The Appellate Division, First Department, reversed, holding that there was no "intent by the original parties to the deed that the covenant run with the land nor did it touch and concern the land." The New York Court of Appeals disagreed with the AD1 and reinstated the Supreme Court's amended order and judgment.

328 Owners Corp. and the City argued that the deed as a whole evinced that the parties intended to restrict the use of the land, and that those restrictions "run with the land" and apply to subsequent owners. 330 West argued that the habendum clause, which often describes the extent of the interest conveyed, did not adequately describe any restrictions on the land. Furthermore, 330 West argued, any restrictions applied to Oaks Corp. only, and did not extend to subsequent purchasers.

The Court of Appeals rejected 330 West's arguments. The Court noted that, "While it is true that the habendum clause is generally the best depiction of an interest conveyed, the inquiry is not that narrow." The Court continued, "[e]very instrument creating [or] transferring ... an estate or interest in real property must be construed according to the intent of the parties, so far as such intent can be gathered from the whole instrument, and is consistent with the rules of law."

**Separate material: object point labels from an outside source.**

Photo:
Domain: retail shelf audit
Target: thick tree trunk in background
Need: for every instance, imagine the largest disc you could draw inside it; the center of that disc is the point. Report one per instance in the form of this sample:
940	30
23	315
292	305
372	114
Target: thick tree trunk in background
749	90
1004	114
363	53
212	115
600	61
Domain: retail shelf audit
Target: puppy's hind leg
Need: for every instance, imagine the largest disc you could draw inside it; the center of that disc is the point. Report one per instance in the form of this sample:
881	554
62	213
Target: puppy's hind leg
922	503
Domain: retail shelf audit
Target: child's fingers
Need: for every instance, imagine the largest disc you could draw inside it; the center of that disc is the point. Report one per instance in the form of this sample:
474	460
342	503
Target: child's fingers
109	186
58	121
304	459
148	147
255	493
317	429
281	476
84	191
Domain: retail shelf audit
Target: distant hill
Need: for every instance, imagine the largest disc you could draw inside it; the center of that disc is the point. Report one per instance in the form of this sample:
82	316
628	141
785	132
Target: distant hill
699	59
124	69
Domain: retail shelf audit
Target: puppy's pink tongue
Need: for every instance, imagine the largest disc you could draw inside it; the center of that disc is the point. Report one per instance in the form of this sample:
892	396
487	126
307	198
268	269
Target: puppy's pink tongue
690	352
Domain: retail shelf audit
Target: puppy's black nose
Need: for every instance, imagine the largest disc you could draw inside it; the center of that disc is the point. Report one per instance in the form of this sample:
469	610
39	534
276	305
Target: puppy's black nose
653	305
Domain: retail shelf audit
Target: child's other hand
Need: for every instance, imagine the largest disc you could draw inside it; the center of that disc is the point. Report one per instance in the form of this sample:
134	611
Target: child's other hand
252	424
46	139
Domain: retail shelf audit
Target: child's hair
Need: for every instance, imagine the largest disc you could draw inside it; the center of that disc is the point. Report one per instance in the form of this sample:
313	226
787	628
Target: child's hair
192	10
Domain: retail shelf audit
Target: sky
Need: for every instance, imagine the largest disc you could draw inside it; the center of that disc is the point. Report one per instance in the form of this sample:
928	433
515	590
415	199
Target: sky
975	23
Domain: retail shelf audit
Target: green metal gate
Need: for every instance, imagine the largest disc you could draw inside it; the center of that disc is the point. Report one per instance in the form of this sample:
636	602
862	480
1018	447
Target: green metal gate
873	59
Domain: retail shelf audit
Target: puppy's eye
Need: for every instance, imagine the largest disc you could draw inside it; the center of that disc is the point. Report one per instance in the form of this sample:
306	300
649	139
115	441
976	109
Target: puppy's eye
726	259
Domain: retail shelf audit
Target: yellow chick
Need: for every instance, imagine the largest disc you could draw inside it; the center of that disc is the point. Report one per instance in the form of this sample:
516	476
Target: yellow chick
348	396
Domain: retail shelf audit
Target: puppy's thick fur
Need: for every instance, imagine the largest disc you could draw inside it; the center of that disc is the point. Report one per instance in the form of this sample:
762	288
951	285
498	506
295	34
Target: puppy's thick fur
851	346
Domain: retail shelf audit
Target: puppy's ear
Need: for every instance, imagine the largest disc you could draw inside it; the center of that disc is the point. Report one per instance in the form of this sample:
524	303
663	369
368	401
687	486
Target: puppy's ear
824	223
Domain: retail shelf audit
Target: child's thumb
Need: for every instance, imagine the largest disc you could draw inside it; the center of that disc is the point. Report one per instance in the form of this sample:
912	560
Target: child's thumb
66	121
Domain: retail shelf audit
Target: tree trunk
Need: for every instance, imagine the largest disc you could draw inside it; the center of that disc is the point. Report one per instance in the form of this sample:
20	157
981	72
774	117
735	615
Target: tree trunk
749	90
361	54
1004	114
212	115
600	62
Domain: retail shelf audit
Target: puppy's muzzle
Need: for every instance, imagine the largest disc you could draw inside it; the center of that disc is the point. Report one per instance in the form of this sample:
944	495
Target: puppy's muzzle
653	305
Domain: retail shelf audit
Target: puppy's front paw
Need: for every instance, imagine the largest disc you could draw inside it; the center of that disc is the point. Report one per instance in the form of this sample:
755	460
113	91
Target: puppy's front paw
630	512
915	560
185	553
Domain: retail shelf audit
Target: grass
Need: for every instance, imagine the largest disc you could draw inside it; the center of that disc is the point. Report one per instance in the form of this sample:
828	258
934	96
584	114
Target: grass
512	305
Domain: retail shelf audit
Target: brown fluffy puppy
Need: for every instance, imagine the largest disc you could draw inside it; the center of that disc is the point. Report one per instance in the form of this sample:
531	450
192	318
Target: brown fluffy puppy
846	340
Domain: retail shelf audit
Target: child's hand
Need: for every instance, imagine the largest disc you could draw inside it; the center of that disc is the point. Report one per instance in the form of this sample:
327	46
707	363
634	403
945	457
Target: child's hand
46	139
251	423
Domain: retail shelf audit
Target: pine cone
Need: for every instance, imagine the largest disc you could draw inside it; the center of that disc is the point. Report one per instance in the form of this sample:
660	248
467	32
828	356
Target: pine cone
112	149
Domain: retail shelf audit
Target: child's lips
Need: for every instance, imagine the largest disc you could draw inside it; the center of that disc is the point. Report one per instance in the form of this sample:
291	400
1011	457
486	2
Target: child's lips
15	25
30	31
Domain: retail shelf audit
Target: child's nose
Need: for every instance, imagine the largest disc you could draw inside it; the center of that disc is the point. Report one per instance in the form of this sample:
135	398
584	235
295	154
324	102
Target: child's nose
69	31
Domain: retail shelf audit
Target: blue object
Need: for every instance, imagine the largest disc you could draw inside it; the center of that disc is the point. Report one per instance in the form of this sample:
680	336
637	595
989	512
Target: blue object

Taking into account all the pertinent facts and circumstances, the Court concluded that the restrictions in this case limit the property's use and "run with the land," binding 330 West and all subsequent purchasers. Here's why:

First, the Court determined that the parties intended the covenants to "run with the land." The references in the deed to the statutory restrictions, the language stating the covenants would run with the land, and the low purchase price, were all factors that reinforced that determination.

Second, the covenants "touched" and "concerned" the land because, under the deed, the duty to rehabilitate the building was ongoing in nature and was not extinguished when the property was transferred. Additionally, 330 West accepted title with notice of the deed's restrictions and the pending lawsuit's allegations.

Third, the City could enforce this covenant against 330 West because there was "privity of estate," since 330 West's rights and interests in the property could be traced back to the City by way of the deed.

Interestingly, despite the adverse ruling, all was not lost. The court suggested that these deed restrictions would not run "in perpetuity" and that once the governing restrictions expired "by their own terms" or an owner made a special application to the court to "extinguish" them "by reason of changed conditions or other cause," a different use of the property might be realized at some point in the future.

So, as far as real estate is concerned, it looks like only "hope" (rather than deed restrictions) springs eternal.

For a copy of the Court of Appeals's decision, please use this link: 328 Owners Corp. v. 330 W. 86 Oaks Corp.


*The habendum clause is a part of a deed that traditionally defines the extent of the interest granted. The formal parts of a deed are now not as important, and courts generally read the document as a whole.